Andziasss dobrze rzecze: maty wygłuszające. Warto, bo trzeba się cieszyć tym carry a nie tylko patrzeć, że w końcu zrobione ale jeździć się nie da bo męczarnia.
Po detailingu spodziewałem się szczerze mówiąc lepszego efektu; w środku, owszem, nie najgorzej, natomiast na zewnątrz wygląda niestety jakby ktoś po prostu umył stary samochód z dobrą blacharką. Czyli trzeba jeszcze trochę popracować, np. nad emblematem. Dooperele składają się na całość.
Baku nie dało się odratować?
wszystkim przerzucającym się tym gdzie głośniej i gdzie więcej decybeli przypominam, że decybel jest jednostką logarytmiczną
czy będzie nowy konkurs zlomnikowy?? http://moto.pl/MotoPL/13,147008,5492,myslisz-ze-znasz-sie-na-autach-rozpoznaj-te-marki.html
z_power
da się jechać Carry 70-80 km. Potem musisz wysiąść bo dostajesz skurczów prawej nogi oraz huczy ci w głowie. Bardzo dobry wóz.
@adrianking1991:
Różnic jest trochę, wiadomo – Suzuki gaźnik i mechaniczne podawanie paliwa, Tico elektryczna pompa i pseudomonowtrysk. Aparat zapłonowy, itp…
Różnica jest także w dolnym kole rozrządu (tym na wale korbowym). Koło od Suzuki ma jeden ząb mniej niż Tico
Wiem o tym, ponieważ złamałem ząb na swoim kole i był duży ból, skąd takowe pozyskać. Udało się takowe namierzyć na holenderskim forum użytkowników Suzuki Alto.
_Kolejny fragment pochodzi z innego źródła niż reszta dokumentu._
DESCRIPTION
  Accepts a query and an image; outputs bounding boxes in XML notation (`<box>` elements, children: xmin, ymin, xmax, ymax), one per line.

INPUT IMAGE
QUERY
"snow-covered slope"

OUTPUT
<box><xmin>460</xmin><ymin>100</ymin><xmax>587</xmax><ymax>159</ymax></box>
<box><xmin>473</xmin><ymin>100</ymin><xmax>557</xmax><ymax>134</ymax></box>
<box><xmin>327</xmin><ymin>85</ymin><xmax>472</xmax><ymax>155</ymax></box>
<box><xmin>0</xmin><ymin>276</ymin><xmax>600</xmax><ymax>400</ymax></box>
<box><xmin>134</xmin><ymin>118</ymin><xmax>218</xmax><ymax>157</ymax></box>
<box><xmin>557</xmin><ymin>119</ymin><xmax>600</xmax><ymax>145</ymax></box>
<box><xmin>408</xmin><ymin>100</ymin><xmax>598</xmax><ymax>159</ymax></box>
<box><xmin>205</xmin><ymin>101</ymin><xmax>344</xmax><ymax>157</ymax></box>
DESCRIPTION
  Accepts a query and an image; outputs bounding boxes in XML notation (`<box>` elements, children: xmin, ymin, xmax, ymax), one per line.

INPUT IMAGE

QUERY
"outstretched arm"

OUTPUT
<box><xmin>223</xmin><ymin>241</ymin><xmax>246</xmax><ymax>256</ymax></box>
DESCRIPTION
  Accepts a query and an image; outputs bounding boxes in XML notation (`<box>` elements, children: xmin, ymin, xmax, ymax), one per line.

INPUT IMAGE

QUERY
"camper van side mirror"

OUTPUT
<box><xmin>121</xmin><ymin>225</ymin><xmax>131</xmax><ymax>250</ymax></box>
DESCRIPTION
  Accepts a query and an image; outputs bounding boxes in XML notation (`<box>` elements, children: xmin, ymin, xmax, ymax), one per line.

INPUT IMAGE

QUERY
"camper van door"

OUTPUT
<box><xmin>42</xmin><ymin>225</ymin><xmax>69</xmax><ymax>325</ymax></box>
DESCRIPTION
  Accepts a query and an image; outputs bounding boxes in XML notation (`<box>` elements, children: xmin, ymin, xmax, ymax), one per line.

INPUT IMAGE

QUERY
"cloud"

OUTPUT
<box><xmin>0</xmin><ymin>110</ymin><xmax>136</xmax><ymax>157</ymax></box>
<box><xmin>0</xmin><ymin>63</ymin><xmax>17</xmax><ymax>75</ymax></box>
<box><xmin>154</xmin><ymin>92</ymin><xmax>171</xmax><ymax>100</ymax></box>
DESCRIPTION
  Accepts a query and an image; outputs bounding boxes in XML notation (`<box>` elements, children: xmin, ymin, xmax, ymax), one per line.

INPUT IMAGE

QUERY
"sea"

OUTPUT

Garwanko: w tico tez jest mechaniczna pompka i gaznik, z tym ze taki skomplikowany cos jak Aisan ale nie az tak. wtrysk to dopiero w matizie
Notlauf: to bylo kupowac Libero zamiast carry. nie dosc ze na ramie, ze 4×4, i wogole ladniejsze, to i cichsze bo silnik daleko na koncu a nie pod tylkiem. ja z kolega przyjechalismy Liberem z nad morza do lublina i najgorsze bylo szarpanie i wystrzelenie swiecy kolo warszawy w srodku nocy (ktos ja wkleil na poxipol, mysmy na sile wkrecili na blaszke ze znalezionej w rowie puszki po piwie) , halasem sie akurat nikt nie przejmowal, choc fakt ze bylismy po tej calonocnej podrozy z maksymalna predkoscia 80km/h strasznie wymeczeni… ale gdyby byl sprawny a nie “jakos jedzie” to mysle ze bylo by duzo lepiej
adrianking1991: a nie mozesz sobie sprawnego kupic gaznika? toszto grosze kosztuje, jak bardzo chcesz to gaznik mozesz sobie zalozyc chocby od malucha i tez dzialac bedzie, tyle ze flansze mocujaco musisz sobie dorobic. ja bym radzil od Una fire albo od CC900 gaznikowego bo to proste i niezawodne gazniki (maluchowy jest prosty ale juz z niezawodnoscia to tak sobie…), no i chyba ten ticowy jest jednogardzielowy (nie pamietam choc koneseruje tico ;p ) wiec i taki wypadalo by zalozyc
@benny_pl
Kupić używany – no można ale z tego co udało mi się rozeznać, to większość będzie w podobnym stanie – czyli “auto pali, ale coś nie tak….” – z racji tego, że wiek nie służy temu gaźnikowi – nawet jak niema zawalonych dysz i ogólnie nie będzie zagnojony i nie będzie miał luzu osiach przepustnic, to kilka elementów będzie w nim sparciałych od wieku – gumowe wężyki od podciśnień, element woskowy ssania, itd – a samemu to regenerować – mało realne. Profesjonalny zakład – 400 złotych – więc spora wartość auta…. Od innego auta – no, teoretycznie można, ale zależy mi żeby potem to w miarę sprawnie działało, a to już tego nie gwarantuje – bo teraz też działa. Ale na wolnych wypadają zapłony i szarpie i dusi – więc…. No właśnie. A interesowałem się tymi od Marutasa czy innego podobieństwa by nie podpasowało, bo jednak silnik podobny, miało by szansę działać w miarę sprawnie xD
Btw – ten oryginalny Mikuni z Tico jest dwuprzelotowy xD
@Złomnik: Sorry, F8A to faktycznie zupełnie inny motor, nie sprawdziłem wystarczająco dokładnie.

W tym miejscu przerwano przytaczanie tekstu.